铁牌边缘已腐蚀成锯齿状,在夜色中闪烁着冷光,像某种野兽的牙齿。
远处传来细碎的脚步声,三个裹着破棉袄的流民从废墟里钻出来,领头的年轻男人腰间别着半截钢筋,见了老周便弯下腰:“周执事,您说的圣物……”他说话的声音有些发颤,像是怕冷,更像是害怕眼前这人。
老周掀开灰袍,怀里整整齐齐码着十枚银色徽章。
金属反射着冷冽的月光,映得他脸上的阴影更深了。
陈昭眯起眼,借着月光看清徽章纹路——扭曲的十字架缠满荆棘,中间嵌着颗暗红晶体,像凝固的血珠。
他甚至能听见徽章相互轻碰时发出的细微声响,那声音清脆却冰冷,如同骨节敲击石板。
“这是圣痕印记。

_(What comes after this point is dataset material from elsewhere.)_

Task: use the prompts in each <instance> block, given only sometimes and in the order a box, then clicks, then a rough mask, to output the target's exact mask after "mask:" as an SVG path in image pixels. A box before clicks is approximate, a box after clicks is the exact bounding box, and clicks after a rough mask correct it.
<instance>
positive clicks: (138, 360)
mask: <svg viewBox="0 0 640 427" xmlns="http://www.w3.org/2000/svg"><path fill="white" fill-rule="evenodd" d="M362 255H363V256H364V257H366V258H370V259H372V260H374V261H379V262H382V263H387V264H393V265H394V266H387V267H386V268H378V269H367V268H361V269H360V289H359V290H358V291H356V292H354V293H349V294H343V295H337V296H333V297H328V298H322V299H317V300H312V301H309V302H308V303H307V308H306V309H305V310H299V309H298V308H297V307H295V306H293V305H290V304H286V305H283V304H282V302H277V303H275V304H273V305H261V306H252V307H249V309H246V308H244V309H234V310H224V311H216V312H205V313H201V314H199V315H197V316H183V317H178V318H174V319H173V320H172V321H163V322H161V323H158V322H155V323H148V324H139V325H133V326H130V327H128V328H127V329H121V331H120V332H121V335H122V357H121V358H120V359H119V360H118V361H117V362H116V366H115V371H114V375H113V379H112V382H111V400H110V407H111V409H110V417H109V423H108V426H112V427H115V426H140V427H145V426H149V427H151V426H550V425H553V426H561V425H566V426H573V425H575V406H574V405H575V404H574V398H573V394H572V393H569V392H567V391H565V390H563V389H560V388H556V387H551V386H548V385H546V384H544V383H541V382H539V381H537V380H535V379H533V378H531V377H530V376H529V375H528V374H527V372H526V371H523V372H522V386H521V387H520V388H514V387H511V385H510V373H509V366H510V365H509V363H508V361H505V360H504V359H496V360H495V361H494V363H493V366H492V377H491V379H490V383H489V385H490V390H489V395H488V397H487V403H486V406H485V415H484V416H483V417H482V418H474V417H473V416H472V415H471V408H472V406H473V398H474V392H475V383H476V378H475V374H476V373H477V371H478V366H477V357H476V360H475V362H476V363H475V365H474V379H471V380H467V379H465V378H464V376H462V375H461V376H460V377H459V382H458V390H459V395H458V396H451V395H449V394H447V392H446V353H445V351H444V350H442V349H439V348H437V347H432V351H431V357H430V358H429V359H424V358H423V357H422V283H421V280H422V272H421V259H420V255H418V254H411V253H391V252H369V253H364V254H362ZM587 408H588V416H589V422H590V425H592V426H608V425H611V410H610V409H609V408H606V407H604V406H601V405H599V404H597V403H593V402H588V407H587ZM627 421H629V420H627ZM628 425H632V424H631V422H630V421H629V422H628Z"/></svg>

”老周的声音像砂纸擦过石板,“戴上它,神会看见你们的虔诚。”
年轻男人伸手要接,又缩了回去:“可秀姐昨天说……说身上像着了火。”他的手指微微颤抖,掌心全是汗。
“那是神在净化你们的罪孽。”老周的手指抚过徽章背面,陈昭这才发现每枚徽章边缘都有根细如发丝的刺针。
那些刺针在月光下几乎看不见,却让人莫名感到刺痛。
年轻男人颤抖着接过徽章,刚贴近锁骨,老周突然屈指一弹。
陈昭听见极轻的“咔嗒”声,男人的瞳孔骤然放大,接着像被抽走骨头似的瘫软下去。
另外两个流民慌忙去扶,老周却已经裹紧灰袍往回走:“明晚带新的人来,神要更多纯洁的容器。”他背影消失在黑暗中,脚步声渐渐远去,却留下一层无形的压力笼罩在空气中。
屋顶传来极轻的瓦片摩擦声。
陈昭不用回头也知道是哑妹——她的呼吸比夜枭还轻,此刻正蹲在他右侧,灰斗篷下摆沾着仓库区的霉味。

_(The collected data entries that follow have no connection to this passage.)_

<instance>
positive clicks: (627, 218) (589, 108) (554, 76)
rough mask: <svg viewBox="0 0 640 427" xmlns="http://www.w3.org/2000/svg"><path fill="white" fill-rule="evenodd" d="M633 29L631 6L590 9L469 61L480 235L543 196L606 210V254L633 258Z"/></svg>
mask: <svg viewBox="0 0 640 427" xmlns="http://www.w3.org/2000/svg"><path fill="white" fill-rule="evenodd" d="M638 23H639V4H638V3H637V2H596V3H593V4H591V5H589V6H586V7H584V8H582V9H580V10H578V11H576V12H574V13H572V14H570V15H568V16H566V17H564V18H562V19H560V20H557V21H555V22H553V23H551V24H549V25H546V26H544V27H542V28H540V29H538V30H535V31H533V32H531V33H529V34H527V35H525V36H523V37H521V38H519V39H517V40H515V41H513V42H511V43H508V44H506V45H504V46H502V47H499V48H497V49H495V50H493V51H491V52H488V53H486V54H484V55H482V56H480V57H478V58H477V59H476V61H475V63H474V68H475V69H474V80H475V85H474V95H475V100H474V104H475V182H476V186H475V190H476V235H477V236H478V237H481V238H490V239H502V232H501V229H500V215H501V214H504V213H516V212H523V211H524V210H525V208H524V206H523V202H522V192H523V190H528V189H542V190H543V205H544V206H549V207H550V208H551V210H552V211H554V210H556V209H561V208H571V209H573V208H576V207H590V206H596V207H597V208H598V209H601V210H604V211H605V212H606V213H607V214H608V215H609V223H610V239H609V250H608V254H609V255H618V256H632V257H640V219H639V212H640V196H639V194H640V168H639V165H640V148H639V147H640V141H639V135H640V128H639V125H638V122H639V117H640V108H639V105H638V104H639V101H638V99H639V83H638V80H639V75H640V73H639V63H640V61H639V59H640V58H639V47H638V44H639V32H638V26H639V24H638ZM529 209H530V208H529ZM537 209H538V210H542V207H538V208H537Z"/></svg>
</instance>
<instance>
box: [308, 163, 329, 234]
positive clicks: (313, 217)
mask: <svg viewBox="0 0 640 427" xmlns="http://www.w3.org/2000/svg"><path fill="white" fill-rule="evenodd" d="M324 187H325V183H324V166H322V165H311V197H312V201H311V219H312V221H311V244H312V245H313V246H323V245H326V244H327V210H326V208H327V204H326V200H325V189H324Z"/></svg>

那味道混着潮湿与腐朽,像某种死去多日的生物散发出的气息。
“多少人?”他压低声音问。
哑妹伸出三根手指,又比了个“十”。
陈昭的太阳穴突突跳起来——三天前铁壁里开始流行“圣水”,喝了的人先是亢奋,接着说胡话,现在看来根本不是治病,是在给教团输送“容器”。
他摸了摸怀里的小瓶,瓶身温度又升了些,烫得他胸口发疼。
那种热度似乎穿透了衣服,直接烙在皮肤上。
“走。”他拍了拍哑妹肩膀,两人像两尾游进夜色的鱼,顺着屋檐溜回铁壁。